I think it is significant that in confessing his sin and his belief in Jesus, the thief is looking at a suffering man dying nailed to a cross, often referred to as a tree (eg Acts 5:31, 10:39, 13:29). He sees in this man his hope of salvation. And Jesus takes up the situation they are both in, with all its horror, and makes of it a reference to the return to Eden. In effect he is affirming and deepening the faith of the thief in a crucified Christ, inviting him to recognise that in looking at Jesus nailed to the cross, he is looking at the tree of life, and in faith eating its fruit. He has already entered into the blessings of paradise, enjoying the close presence of God, even in his sufferings. And of course, not only are sufferings not a barrier to receiving God’s life but neither will death be. Jesus assures him that after they have both died that very day they will enjoy each other’s presence beyond the grave.

All this indicates a Lucan theology in which God is already at work saving the world and being glorified on the cross and in suffering as well as through and after the cross. The crucified Christ is the gateway to Paradise. Death need no longer exclude us from Paradise, but embraced in faith it is the means by which we enter into the fullness of its blessings. The cross will bring us the blessings and life of Paradise, but we can already taste and enjoy its blessings and life in faith now. It is no longer the instrument of a cursed death, but is the tree of life.

1 comment:

  1. The answer to the Mid East Conflict is: "The Tree Bears Jesus"

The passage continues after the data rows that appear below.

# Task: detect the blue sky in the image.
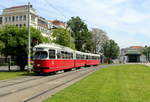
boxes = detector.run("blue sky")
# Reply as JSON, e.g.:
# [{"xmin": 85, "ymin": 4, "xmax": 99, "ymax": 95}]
[{"xmin": 0, "ymin": 0, "xmax": 150, "ymax": 48}]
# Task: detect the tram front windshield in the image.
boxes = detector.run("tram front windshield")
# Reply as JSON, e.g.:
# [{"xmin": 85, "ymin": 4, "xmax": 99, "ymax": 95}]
[{"xmin": 34, "ymin": 51, "xmax": 48, "ymax": 59}]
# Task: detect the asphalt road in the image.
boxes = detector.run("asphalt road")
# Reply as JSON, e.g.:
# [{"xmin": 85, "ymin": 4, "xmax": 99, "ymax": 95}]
[{"xmin": 0, "ymin": 65, "xmax": 118, "ymax": 102}]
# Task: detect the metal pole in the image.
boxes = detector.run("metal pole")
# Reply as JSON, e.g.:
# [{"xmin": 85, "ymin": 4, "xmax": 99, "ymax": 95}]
[
  {"xmin": 28, "ymin": 2, "xmax": 31, "ymax": 72},
  {"xmin": 69, "ymin": 29, "xmax": 71, "ymax": 48}
]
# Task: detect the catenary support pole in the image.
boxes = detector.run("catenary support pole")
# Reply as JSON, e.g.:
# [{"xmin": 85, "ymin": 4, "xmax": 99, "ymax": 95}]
[{"xmin": 28, "ymin": 2, "xmax": 31, "ymax": 72}]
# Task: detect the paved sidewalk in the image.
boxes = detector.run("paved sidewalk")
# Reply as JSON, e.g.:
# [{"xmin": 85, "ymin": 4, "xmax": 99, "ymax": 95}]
[{"xmin": 0, "ymin": 66, "xmax": 19, "ymax": 72}]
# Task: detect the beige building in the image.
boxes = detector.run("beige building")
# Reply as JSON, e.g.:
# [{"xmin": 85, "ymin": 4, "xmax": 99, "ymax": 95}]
[{"xmin": 0, "ymin": 5, "xmax": 49, "ymax": 36}]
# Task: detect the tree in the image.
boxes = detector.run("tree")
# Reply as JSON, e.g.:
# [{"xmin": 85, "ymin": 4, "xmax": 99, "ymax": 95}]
[
  {"xmin": 142, "ymin": 46, "xmax": 150, "ymax": 61},
  {"xmin": 0, "ymin": 25, "xmax": 44, "ymax": 70},
  {"xmin": 92, "ymin": 28, "xmax": 109, "ymax": 53},
  {"xmin": 67, "ymin": 16, "xmax": 92, "ymax": 51},
  {"xmin": 52, "ymin": 28, "xmax": 75, "ymax": 49},
  {"xmin": 102, "ymin": 40, "xmax": 119, "ymax": 63}
]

    The question is: "What kind of tree grows in the middle of the garden of Eden?"

    Genesis 2 : 16 And God also laid this command upon the man: "From every tree of the garden you may eat to satisfaction. 17 But as for the tree of the knowledge of good and bad you must not eat from it, for in the day you eat from it you , will positively die."

    The tree of knowledge is a book. Tree really don't grow knowledge, however books to hold knowledge and they have leaves. A book is amoung other things comes from a tree. A Tree is a metaphor for a book. The book is the Bible. So what is the fruit? The Tree Bears Jesus. So Jesus is the fruit from the New Testament that God has commanded us not to take in.